私は竹中大臣にあのとき随分、その、いろんなことを申し上げたけれども、需給ギャップが解消されない限り景気はよくなりませんよ、とにかく需要が決定的に不足しているわけですから需要をふやす政策をとらなくちゃいけない、特に内需拡大を図る政策をとらなければ絶対に景気は回復しませんということを言った。ところが、緊縮財政、緊縮財政ということで、それでしかも国債発行は三十兆円に抑えると言われたけれども、そんなものできるわけないですよ、必ず国債増発になりますよと申し上げた。

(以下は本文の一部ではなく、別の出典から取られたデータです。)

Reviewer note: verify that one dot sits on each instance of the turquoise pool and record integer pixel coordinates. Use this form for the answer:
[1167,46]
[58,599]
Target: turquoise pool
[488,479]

確かにあのときは補正を組んで、五兆円も増発をしたわけで、小泉内閣を通じて二百兆の国債増発をやってしまったわけですから、これは、財政再建をやろうとした結果として、かえって財政の負担がふえてしまったという結果だと思います。ですから、私は、やはり需要をふやしていく、そしてGDPを大きくして、国民所得をふやして、一人当たり国民所得をふやし、可処分所得をふやして、その個人消費の旺盛な力によって景気回復をさせるというのが本筋だというように思うんですね。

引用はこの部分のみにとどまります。